Microclimate data are finally finding their way more routineously into ecological models – and rightly so. Hooray for that! The growing availability of in-situ measurements is helping us bridge the gap between the coarse world of macroclimate and the fine-scale environments that organisms actually experience. But as more researchers start integrating these data into distribution models or other ecological questions, a new issue has arisen, and it’s one we have to deal with soon: what do we actually do with all this detail?
When faced with high-frequency microclimate time series, the temptation is often to reduce them to a familiar set of summary statistics – mean temperature, perhaps minimum and maximum values, or that so-familiar set of bioclimatic variables that we are so used to be using. Yet, those choices strip your microclimate data of its power. The real story lies in its variability, its seasonal contrasts, and the way it interacts with snow, vegetation, and topography. In other words: the fine-scale thermal landscape is more than a few summary statistics.
So, what do we do then?? A good starting point is to explore a broader range of summary statistics. Yes, this can feel like stepping into chaos – dozens of potential variables, each telling a slightly different story. Like trying to cook a soup with everything in your pantry — from chocolate chip cookies to bean sprouts.
But here comes our recent paper in Oikos – expertly led by Kryštof Chytrý – with a recipe to avoid disaster. As with the right tools, the complexity becomes manageable. A straightforward cluster analysis, for example, can help reveal sets of variables that move together. Rather than drowning in endless variation, you’ll see that many microclimate metrics are strongly correlated, allowing you to identify a few meaningful clusters that capture most of the relevant information.

Depending on your study system, these clusters will likely make ecological sense.

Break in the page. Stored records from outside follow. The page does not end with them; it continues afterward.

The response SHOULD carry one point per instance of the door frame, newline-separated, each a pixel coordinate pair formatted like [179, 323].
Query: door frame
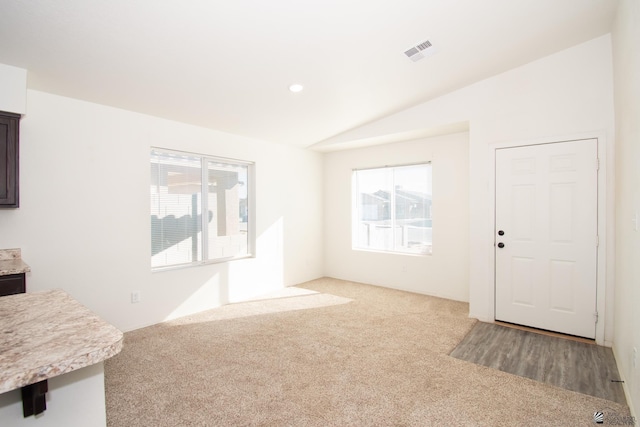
[604, 275]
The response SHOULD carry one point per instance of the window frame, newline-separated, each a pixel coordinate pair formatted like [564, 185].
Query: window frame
[356, 213]
[205, 159]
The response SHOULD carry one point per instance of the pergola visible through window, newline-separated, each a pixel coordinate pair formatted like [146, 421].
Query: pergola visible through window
[199, 209]
[392, 209]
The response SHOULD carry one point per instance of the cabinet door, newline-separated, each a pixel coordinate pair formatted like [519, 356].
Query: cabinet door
[12, 284]
[9, 133]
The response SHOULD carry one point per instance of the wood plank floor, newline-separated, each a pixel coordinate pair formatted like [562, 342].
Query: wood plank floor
[578, 366]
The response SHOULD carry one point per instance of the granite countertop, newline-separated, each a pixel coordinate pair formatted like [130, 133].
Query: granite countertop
[48, 333]
[11, 262]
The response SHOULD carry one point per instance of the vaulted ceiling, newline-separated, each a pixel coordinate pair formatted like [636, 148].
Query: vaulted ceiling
[227, 65]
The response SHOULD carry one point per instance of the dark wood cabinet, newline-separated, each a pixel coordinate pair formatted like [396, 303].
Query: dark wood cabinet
[12, 284]
[9, 162]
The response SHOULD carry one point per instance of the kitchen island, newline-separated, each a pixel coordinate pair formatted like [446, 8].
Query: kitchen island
[49, 335]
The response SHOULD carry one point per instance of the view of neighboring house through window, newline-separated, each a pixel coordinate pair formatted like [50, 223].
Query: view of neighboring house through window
[392, 209]
[199, 209]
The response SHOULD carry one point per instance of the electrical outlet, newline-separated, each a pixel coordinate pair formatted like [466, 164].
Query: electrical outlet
[135, 297]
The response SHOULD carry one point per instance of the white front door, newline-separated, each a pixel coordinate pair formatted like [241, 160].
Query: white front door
[546, 236]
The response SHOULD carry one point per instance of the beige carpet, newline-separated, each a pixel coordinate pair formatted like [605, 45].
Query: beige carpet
[326, 353]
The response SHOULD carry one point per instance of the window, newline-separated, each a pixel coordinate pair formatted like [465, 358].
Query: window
[200, 209]
[392, 209]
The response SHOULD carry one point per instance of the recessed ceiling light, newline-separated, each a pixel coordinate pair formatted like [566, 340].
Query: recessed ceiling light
[296, 88]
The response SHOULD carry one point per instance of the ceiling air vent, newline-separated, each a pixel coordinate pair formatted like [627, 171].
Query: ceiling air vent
[420, 51]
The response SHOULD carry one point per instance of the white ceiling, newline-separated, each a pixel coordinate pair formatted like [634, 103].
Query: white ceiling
[227, 65]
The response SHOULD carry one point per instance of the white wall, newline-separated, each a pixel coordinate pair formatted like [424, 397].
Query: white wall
[84, 219]
[564, 95]
[76, 399]
[626, 35]
[445, 273]
[13, 89]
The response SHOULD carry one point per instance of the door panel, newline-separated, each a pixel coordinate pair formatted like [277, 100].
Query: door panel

In snow-affected regions, for instance, winter and summer temperatures tend to form distinct groups, each shaping species distributions in opposite directions. Spring and autumn may emerge as their own transitional cluster, with temperature dynamics that reflect phenological shifts. Meanwhile, variables capturing variability — the day-to-day swings, or microclimate buffering capacity — form yet another cluster, particularly important when studying ecological stability or resilience.

The broader message here is one of balance. We shouldn’t oversimplify microclimate data into a handful of familiar metrics, but neither should we be paralysed by the complexity. Using our new summary statistics – even after reducing them through cluster analysis – consistently outperformed traditional bioclimatic variables in capturing ecological variation. There is a pattern in the noise, and finding it takes that extra analytical step, as we describe in this paper.
This is more than a technical issue; it’s a conceptual one. As microclimate data become increasingly available, the community needs to converge on best practices for summarising, selecting, and interpreting these variables. Our choices here will shape the next generation of distribution models, biodiversity forecasts, and ecosystem predictions.
I see this paper as a conversation starter, but a very important one. We now need similar analyses across diverse ecosystems to test whether these clustering patterns hold up, and if parameter simplification is achievable everywhere. But there’s reason for optimism: modelling species distributions with only a few climatic variables seems to be a viable strategy. It’s just that the most suitable variables may often be different from those that are commonly used nowadays.